A hint of a shy, withdrawn smile. "Thank you."
"Your dad said that you bred them?"
She nodded, showing a little more interest.
"Can you tell me how you did that?" Gilcrease asked softly.
For the first time, she looked up to meet his gaze. "It wasn't hard. I just had to induce the appropriate mutation and then crossbreed the relevant haploids until the desired dominant characteristic replaced the recessive. Mendel coulda done it but he didn't have the right tools for microscopic genetic manipulation." Her eyes dropped again, along with her voice. "Mom and Dad like the eggs, so I kept breeding them."
Gilcrease felt as if he had been hit with a hammer. Not knowing what else to say, he turned to indicate the apparent solar generator. "And- you made that, too?"

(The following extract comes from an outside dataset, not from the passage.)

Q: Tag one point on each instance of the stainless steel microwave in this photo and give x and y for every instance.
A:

She nodded and her head came up again. "Had to. The power goes out a lot here and there are unpredictable surges that are bad for my computers. I hacked the inputs and the relevant software from the power company but this is better. It's cleaner power, too. Dad asked me to make him one for the house, so I did."
Gilcrease forced a smile as he struggled to stay on top of what was becoming an increasingly absurdist conversation. "Your dad says your generator's panels- I'm guessing they're those windy purple things- are 120 percent efficient." He leaned toward her and put his hands on his knees. "Now, Suzie, how can that be? How can you get more energy out of something than goes into it from the sun?"
Putting a finger in her mouth, she began chewing on the nail. "I made a photon multiplier. It works real good."
By now Gilcrease desperately wanted to take out his camera, but he held off. Promise or no promise, he was going to get some pictures here before he left. And some video. No matter how crazy this adolescent girl was, the story would play wonderfully in the paper's People section. Perhaps not flatteringly, but it would sell ads and maybe even drive a small if temporary uptick in circulation.
"Now, Suzie, I'm no scientist, but even I know you can't get more energy out of something than what goes into it."
Her voice rose in protest, almost irritably. "You can if you access the photonic flow from a second dimension."
It was at this point that Gilcrease knew he was being had. It wouldn't be the first time. Living in New Mexico, there was at least one good Roswell story to be exploited every year. Not to mention the inevitable wild tales of mutants born of the early atomic bomb tests running amok in the state forests. But this one, featuring a simple-minded teenage girl as its protagonist, was smarter by half than most. Whether she was faking her illness or not he didn't know. If not, then extra points to her clever father for figuring out how to program her pseudo-scientific responses. It was all based on getting someone to report on the two-headed chickens, of course. They were real enough. But the rest of this was an obvious con in the making. Pulling out a pad and pen, he eyed the father. If this was a scam, the old man should be ready to fill in the details about now. And ask for money, of course.
"I'm just going to make some notes, Mr. Parker. No photos. Maybe some quick sketches. Would that be okay?"